08 June 2010

stewardship

Usually, when stewardship is the subject, the writer or speaker is looking for money. But there is another aspect. When I was a member of the vestry in our parish, I was charged to be a good steward in another way. The challenge was to expend funds and efforts in ways that advance the ministry of the church.

Next week the Executive Committee of the Episcopal Church will be meeting. This meeting will happen in the context of the recent actions of the archbishop of Canterbury dismissing or diminishing our delegates to various boards and commissions. It also meets in the context of the second year of an economic disaster. We can call it a recession but things are not that good.

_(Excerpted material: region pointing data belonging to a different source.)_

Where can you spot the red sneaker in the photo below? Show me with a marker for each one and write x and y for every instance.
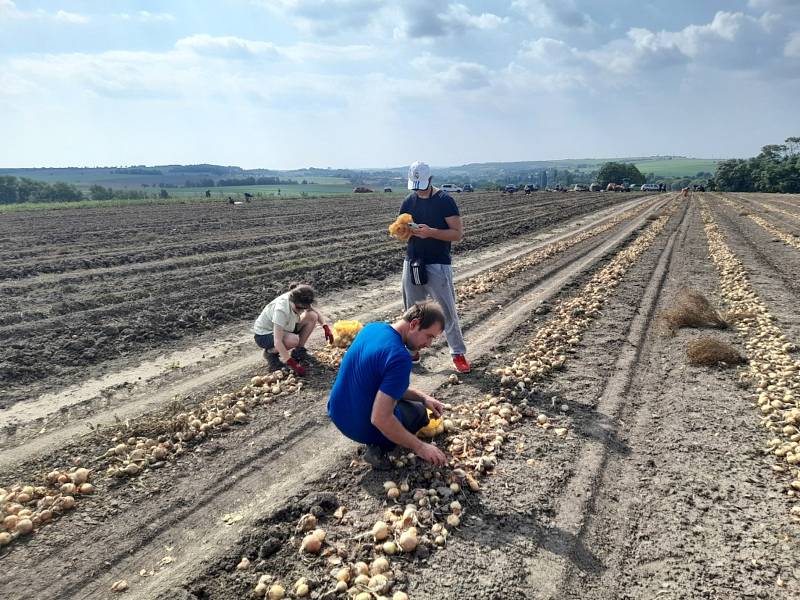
(461, 364)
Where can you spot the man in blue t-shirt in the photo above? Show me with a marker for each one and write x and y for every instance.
(437, 225)
(371, 401)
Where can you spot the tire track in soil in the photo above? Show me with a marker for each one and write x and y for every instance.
(72, 408)
(222, 581)
(684, 515)
(129, 548)
(150, 324)
(765, 261)
(549, 571)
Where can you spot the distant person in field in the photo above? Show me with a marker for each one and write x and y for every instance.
(439, 225)
(284, 326)
(372, 402)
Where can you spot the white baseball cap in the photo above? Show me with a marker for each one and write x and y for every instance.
(419, 173)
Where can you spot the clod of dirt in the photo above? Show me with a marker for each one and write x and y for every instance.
(691, 309)
(708, 351)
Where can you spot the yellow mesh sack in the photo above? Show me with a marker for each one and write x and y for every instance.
(400, 229)
(344, 332)
(433, 428)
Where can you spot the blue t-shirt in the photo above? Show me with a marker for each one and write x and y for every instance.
(377, 360)
(432, 212)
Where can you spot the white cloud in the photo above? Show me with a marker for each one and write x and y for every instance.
(327, 17)
(459, 15)
(554, 13)
(731, 41)
(772, 4)
(144, 16)
(68, 17)
(407, 18)
(9, 10)
(431, 19)
(226, 46)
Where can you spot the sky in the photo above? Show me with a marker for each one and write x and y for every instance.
(380, 83)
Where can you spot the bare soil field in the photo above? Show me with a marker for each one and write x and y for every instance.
(589, 459)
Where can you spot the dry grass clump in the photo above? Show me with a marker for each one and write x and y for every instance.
(691, 309)
(709, 351)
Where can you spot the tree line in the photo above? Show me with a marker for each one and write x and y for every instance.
(14, 190)
(775, 169)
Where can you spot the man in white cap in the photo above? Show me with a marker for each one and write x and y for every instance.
(427, 268)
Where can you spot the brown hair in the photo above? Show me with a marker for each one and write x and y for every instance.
(428, 314)
(301, 294)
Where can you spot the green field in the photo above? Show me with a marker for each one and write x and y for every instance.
(678, 167)
(198, 197)
(288, 191)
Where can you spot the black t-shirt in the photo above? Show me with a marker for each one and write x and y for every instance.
(432, 212)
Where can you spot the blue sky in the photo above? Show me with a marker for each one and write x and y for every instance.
(370, 83)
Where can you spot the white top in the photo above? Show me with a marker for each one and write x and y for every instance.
(277, 312)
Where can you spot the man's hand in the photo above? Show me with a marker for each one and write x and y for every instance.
(296, 367)
(431, 454)
(436, 407)
(328, 333)
(423, 231)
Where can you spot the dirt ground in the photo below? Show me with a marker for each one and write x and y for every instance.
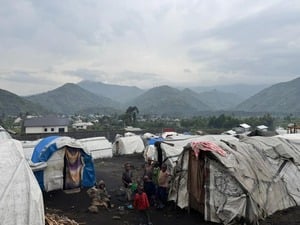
(75, 205)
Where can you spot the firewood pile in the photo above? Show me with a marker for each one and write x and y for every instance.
(54, 219)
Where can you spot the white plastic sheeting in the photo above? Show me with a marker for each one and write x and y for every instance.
(21, 200)
(128, 145)
(98, 147)
(257, 177)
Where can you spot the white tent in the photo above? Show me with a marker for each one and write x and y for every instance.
(21, 199)
(172, 148)
(98, 147)
(252, 178)
(128, 145)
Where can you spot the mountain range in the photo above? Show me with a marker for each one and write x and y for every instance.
(96, 97)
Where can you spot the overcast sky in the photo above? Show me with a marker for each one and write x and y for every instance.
(47, 43)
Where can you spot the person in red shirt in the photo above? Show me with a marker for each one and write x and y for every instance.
(141, 204)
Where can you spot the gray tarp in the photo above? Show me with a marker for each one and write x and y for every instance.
(257, 177)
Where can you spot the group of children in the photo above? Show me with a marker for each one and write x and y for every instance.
(150, 190)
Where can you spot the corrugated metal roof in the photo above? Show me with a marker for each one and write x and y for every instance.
(46, 121)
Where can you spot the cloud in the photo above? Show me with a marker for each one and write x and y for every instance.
(146, 43)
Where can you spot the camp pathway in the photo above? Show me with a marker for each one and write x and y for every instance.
(75, 205)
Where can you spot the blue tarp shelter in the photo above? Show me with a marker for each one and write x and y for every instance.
(66, 161)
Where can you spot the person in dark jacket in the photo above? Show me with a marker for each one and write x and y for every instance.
(141, 204)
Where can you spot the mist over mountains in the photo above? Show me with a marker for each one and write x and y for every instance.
(96, 97)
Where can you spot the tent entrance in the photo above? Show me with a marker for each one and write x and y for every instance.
(196, 181)
(73, 166)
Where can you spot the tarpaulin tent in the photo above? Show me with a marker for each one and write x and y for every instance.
(128, 145)
(21, 199)
(238, 182)
(68, 165)
(97, 147)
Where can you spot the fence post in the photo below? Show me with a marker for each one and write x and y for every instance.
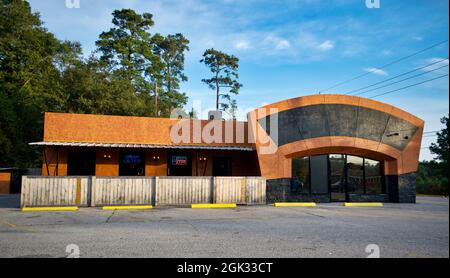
(24, 191)
(154, 186)
(91, 192)
(211, 186)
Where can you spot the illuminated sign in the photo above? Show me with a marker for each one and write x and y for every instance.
(179, 160)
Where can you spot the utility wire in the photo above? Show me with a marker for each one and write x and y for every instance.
(385, 66)
(394, 77)
(406, 87)
(399, 81)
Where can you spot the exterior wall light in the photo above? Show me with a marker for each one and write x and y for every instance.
(393, 134)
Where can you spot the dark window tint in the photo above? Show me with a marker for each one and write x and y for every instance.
(300, 174)
(132, 164)
(319, 173)
(373, 176)
(355, 174)
(80, 162)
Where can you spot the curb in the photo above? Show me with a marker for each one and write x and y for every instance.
(126, 207)
(213, 206)
(50, 209)
(310, 204)
(363, 204)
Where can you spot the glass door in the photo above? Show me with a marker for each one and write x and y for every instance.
(337, 178)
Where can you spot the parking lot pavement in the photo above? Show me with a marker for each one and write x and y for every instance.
(328, 230)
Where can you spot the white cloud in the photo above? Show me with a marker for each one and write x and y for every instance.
(282, 44)
(242, 45)
(376, 71)
(326, 45)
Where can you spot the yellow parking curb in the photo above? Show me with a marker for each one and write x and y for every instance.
(126, 207)
(295, 204)
(363, 204)
(213, 206)
(50, 209)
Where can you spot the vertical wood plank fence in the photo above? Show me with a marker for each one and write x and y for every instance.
(160, 191)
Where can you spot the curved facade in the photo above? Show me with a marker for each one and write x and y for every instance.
(324, 125)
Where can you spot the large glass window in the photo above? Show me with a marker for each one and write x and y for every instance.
(319, 174)
(338, 174)
(300, 174)
(355, 174)
(81, 162)
(132, 164)
(374, 183)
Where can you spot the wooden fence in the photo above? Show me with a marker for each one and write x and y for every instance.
(103, 191)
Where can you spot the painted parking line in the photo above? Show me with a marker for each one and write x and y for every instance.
(50, 209)
(213, 206)
(363, 204)
(310, 204)
(126, 207)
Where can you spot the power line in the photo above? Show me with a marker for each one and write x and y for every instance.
(394, 77)
(396, 82)
(406, 87)
(385, 66)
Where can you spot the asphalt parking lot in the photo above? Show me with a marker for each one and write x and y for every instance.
(328, 230)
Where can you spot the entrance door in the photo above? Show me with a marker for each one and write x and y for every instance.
(179, 165)
(337, 178)
(222, 166)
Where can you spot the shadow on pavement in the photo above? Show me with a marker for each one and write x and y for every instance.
(10, 201)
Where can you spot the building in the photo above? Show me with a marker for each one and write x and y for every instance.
(315, 148)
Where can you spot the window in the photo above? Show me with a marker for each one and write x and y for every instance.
(132, 164)
(355, 174)
(373, 178)
(80, 162)
(319, 174)
(338, 174)
(300, 175)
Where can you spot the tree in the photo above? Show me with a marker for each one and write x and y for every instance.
(171, 50)
(128, 48)
(441, 147)
(224, 68)
(29, 80)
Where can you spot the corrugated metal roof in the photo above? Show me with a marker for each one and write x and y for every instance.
(141, 146)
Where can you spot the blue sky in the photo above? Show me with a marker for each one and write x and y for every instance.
(289, 48)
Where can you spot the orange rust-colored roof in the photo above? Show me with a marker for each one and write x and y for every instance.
(87, 128)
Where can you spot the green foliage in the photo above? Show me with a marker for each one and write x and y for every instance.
(224, 68)
(171, 51)
(39, 73)
(440, 149)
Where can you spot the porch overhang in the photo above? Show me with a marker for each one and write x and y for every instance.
(141, 146)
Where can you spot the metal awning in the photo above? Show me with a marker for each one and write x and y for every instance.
(141, 146)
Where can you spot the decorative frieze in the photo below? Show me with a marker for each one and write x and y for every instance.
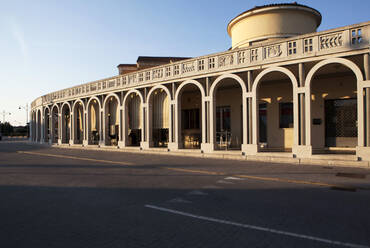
(331, 41)
(188, 67)
(300, 47)
(225, 60)
(242, 57)
(111, 83)
(273, 51)
(157, 73)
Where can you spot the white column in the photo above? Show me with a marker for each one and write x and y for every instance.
(102, 127)
(367, 100)
(71, 127)
(60, 129)
(85, 133)
(122, 127)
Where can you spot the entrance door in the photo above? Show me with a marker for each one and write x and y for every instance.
(263, 123)
(341, 123)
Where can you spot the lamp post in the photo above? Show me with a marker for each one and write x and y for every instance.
(5, 114)
(25, 108)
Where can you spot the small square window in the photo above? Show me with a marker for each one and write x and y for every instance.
(286, 114)
(254, 54)
(176, 70)
(308, 45)
(356, 36)
(201, 65)
(211, 63)
(292, 47)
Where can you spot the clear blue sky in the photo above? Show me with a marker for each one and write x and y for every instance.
(50, 45)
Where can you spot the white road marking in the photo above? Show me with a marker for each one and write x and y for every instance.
(179, 200)
(233, 178)
(224, 182)
(211, 187)
(197, 192)
(259, 228)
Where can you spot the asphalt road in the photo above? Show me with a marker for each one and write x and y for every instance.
(52, 197)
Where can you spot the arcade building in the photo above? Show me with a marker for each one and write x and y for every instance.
(282, 88)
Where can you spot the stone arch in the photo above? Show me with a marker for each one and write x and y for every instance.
(78, 122)
(274, 69)
(255, 105)
(111, 133)
(135, 135)
(225, 76)
(178, 120)
(38, 125)
(66, 123)
(93, 131)
(150, 114)
(55, 131)
(158, 87)
(47, 124)
(349, 64)
(33, 125)
(308, 86)
(93, 98)
(237, 132)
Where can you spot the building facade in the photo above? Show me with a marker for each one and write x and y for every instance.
(282, 87)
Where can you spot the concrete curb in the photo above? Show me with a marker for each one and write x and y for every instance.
(228, 156)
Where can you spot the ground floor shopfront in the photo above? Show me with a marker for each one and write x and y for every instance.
(301, 109)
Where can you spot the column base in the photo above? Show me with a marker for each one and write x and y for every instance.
(146, 144)
(121, 144)
(173, 146)
(363, 153)
(207, 147)
(302, 151)
(250, 149)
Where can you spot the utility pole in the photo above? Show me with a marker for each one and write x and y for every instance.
(5, 114)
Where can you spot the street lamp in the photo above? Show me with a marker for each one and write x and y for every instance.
(25, 108)
(5, 114)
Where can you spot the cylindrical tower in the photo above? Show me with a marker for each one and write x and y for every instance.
(272, 22)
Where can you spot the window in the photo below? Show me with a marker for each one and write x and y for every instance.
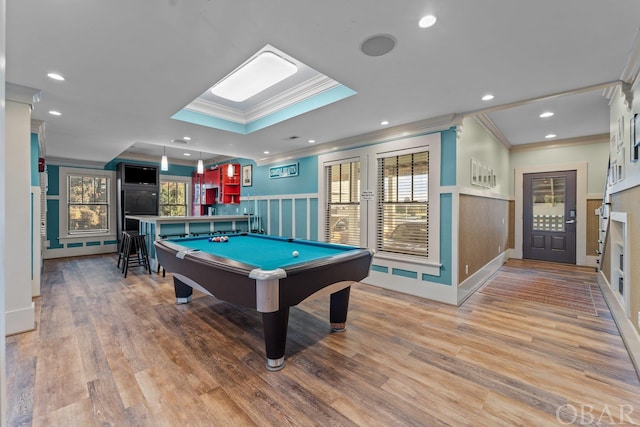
(87, 204)
(343, 203)
(173, 198)
(403, 204)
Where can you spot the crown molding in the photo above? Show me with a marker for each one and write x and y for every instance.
(493, 130)
(632, 66)
(61, 161)
(582, 140)
(408, 130)
(154, 159)
(527, 101)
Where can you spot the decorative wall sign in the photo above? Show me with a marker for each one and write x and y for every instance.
(482, 175)
(283, 171)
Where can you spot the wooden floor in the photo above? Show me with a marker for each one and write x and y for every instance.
(110, 351)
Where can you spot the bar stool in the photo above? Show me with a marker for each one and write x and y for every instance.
(134, 252)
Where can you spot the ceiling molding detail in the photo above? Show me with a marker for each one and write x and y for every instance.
(58, 161)
(305, 90)
(632, 67)
(22, 94)
(583, 140)
(493, 130)
(527, 101)
(435, 124)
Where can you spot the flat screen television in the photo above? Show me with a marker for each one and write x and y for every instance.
(137, 174)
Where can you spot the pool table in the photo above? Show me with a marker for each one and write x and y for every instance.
(267, 273)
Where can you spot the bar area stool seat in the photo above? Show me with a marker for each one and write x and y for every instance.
(133, 252)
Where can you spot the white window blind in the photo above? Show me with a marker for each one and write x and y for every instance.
(87, 204)
(403, 204)
(343, 203)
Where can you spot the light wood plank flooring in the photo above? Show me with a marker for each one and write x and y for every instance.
(110, 351)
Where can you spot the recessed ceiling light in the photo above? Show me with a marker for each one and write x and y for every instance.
(56, 76)
(427, 21)
(259, 73)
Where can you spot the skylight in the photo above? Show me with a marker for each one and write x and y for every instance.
(259, 73)
(246, 100)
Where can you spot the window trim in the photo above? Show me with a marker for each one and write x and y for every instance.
(410, 146)
(63, 179)
(187, 180)
(367, 156)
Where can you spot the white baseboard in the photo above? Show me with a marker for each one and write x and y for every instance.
(627, 330)
(418, 288)
(477, 279)
(80, 251)
(21, 320)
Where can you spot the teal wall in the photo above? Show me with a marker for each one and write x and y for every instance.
(448, 157)
(306, 181)
(53, 194)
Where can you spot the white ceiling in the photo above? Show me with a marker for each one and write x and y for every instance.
(131, 65)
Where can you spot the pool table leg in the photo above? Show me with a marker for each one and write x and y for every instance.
(183, 291)
(338, 310)
(275, 337)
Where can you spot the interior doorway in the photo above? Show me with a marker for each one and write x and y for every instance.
(550, 216)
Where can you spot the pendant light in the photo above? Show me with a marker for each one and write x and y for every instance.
(164, 164)
(200, 165)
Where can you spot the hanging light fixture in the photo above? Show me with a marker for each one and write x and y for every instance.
(164, 163)
(200, 165)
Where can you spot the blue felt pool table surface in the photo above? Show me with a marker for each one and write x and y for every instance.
(265, 252)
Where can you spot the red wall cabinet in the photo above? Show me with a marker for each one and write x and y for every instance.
(229, 183)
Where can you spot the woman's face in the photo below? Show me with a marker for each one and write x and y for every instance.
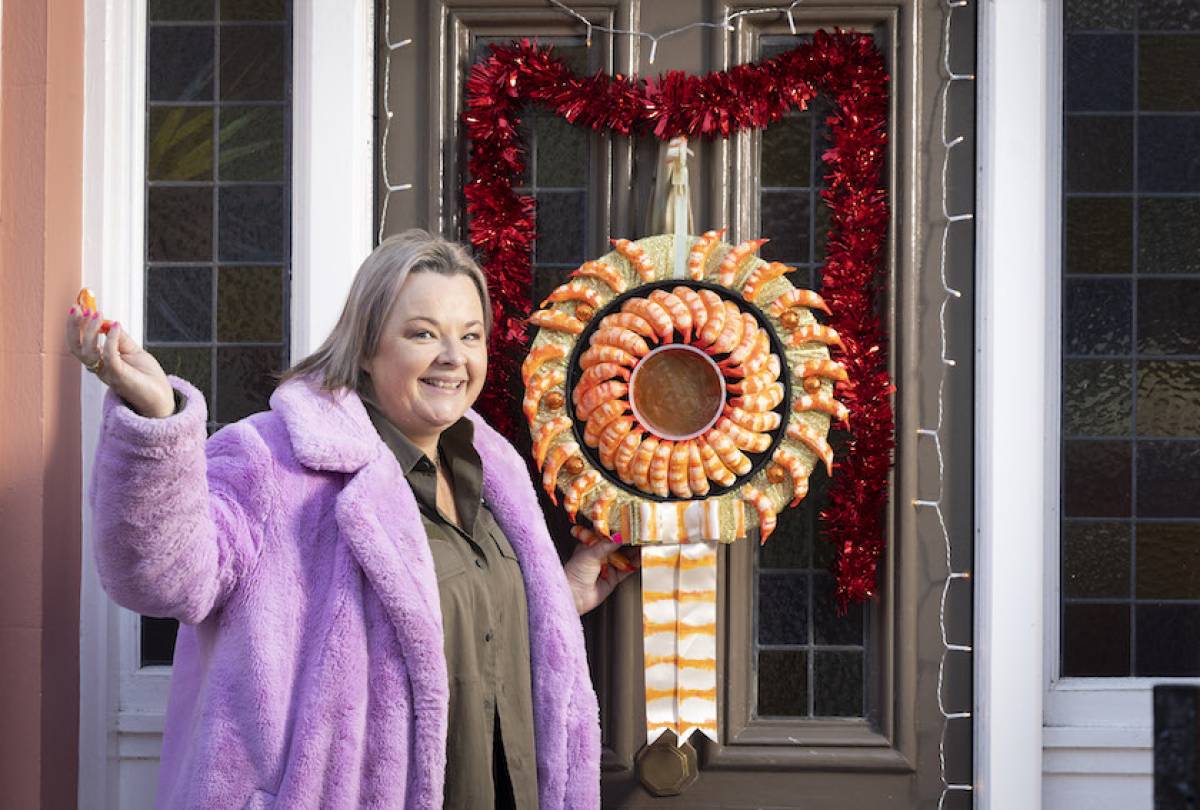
(432, 355)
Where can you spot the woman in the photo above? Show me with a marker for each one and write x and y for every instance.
(373, 613)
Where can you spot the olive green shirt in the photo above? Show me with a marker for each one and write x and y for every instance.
(490, 747)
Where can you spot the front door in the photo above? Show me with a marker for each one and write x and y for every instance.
(817, 711)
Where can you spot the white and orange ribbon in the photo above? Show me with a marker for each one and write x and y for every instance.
(679, 639)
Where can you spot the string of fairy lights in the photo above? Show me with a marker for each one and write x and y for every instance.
(949, 77)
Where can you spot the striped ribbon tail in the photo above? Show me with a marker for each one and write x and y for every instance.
(679, 640)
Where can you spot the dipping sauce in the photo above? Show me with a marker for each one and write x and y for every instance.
(677, 391)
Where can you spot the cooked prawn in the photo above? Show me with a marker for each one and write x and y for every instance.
(822, 403)
(575, 491)
(795, 467)
(653, 313)
(681, 316)
(556, 319)
(545, 436)
(623, 339)
(598, 354)
(697, 481)
(636, 257)
(594, 397)
(555, 461)
(816, 334)
(677, 471)
(574, 291)
(766, 511)
(600, 418)
(697, 259)
(814, 442)
(538, 388)
(629, 321)
(733, 259)
(660, 468)
(805, 298)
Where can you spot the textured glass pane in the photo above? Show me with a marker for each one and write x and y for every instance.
(179, 304)
(783, 683)
(1167, 316)
(179, 10)
(1169, 479)
(180, 60)
(252, 226)
(1099, 234)
(1169, 72)
(783, 609)
(1099, 72)
(792, 543)
(179, 225)
(1097, 317)
(245, 381)
(180, 143)
(561, 227)
(787, 153)
(191, 364)
(828, 628)
(1099, 15)
(1096, 559)
(562, 153)
(1096, 478)
(1167, 640)
(1169, 15)
(785, 222)
(1169, 561)
(157, 641)
(1096, 640)
(250, 305)
(1099, 153)
(251, 10)
(838, 684)
(1096, 397)
(1169, 154)
(253, 63)
(1168, 234)
(1169, 399)
(252, 143)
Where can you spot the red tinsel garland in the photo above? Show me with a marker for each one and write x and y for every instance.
(844, 66)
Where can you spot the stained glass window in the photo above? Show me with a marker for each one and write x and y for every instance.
(219, 199)
(1131, 348)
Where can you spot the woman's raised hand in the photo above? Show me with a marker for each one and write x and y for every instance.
(120, 363)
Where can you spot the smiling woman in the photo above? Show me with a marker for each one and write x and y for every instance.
(373, 612)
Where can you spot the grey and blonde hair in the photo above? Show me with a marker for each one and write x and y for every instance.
(355, 337)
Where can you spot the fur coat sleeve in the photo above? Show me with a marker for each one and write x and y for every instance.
(175, 514)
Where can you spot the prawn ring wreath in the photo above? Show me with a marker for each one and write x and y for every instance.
(681, 409)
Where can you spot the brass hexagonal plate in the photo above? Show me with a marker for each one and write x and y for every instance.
(666, 768)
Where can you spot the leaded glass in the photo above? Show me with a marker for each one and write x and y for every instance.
(1131, 373)
(217, 239)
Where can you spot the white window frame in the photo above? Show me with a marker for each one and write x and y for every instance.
(121, 706)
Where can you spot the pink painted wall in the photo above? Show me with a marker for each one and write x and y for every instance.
(41, 185)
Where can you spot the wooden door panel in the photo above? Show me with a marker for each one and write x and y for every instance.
(887, 755)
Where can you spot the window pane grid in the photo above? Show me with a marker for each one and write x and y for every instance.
(1131, 491)
(217, 237)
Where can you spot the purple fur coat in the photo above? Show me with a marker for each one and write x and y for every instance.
(310, 669)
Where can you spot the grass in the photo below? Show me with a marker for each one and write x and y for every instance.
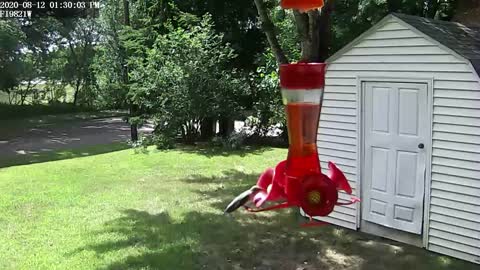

So here then the question: how is it good stewardship to send our resources, human or capitol to the ACC which uses them to trash our ministry, insult our delegates and support those who lie and preach that we are not Christians? If we believe that the words of the baptismal covenant call us to actions that the archbishop is determined to censor, how can it be good stewardship to finance his activities?

I submit it is time to re-direct the scarce funds away from the Anglican Communion. The simple fact is that the spending of money is stewardship too. If the council elects to continue its existing financial commitments to the Anglican Communion's administrative budgets it needs to explain how that is good stewardship. I do not think it can do that.

FWIW
jimB

3 comments:

Phil Snider said...

Sorry, Jim, but how is this different from what the orthodox parishes did before separating from TEC? I seem to remember some pretty fierce comments from you about that, but here we are years later and you're advocating precisely the same thing. How does that work?

I'm really trying not be provocative, but, frankly, I don't get it.

Peace,
Phil

JimB said...

It is a fair question. Several answers.

First I do not think we should with hold money from our church. The communion is not a church. That is not a small distinction it is a major point in the current discussion.

Second I at least (note I am not a member of the council and won't ever be one) see a difference between administrative and ministry money. I have for instance no argument with our sending money to the diocese of Renk in Sudan and yes I do know they disagree with me on many things. In fact, I support fund raisers in our diocese.

Third TEC did not declare itself out of communion, Dr. Williams did that. As he observed, actions have consequences.

Forth I am not suggesting that we try to force Dr. Williams to re-discover Christian conduct. Rather I am saying we should not waste money on administration that does not do its job, is involved in a major power grab and is simply not doing its job.

So, I submit the cases are not parallel. Money for ministry? In a heartbeat.

FWIW
jimB

Christal said...

Sorry, I read this but I do not understand it as it is too scholarly for me.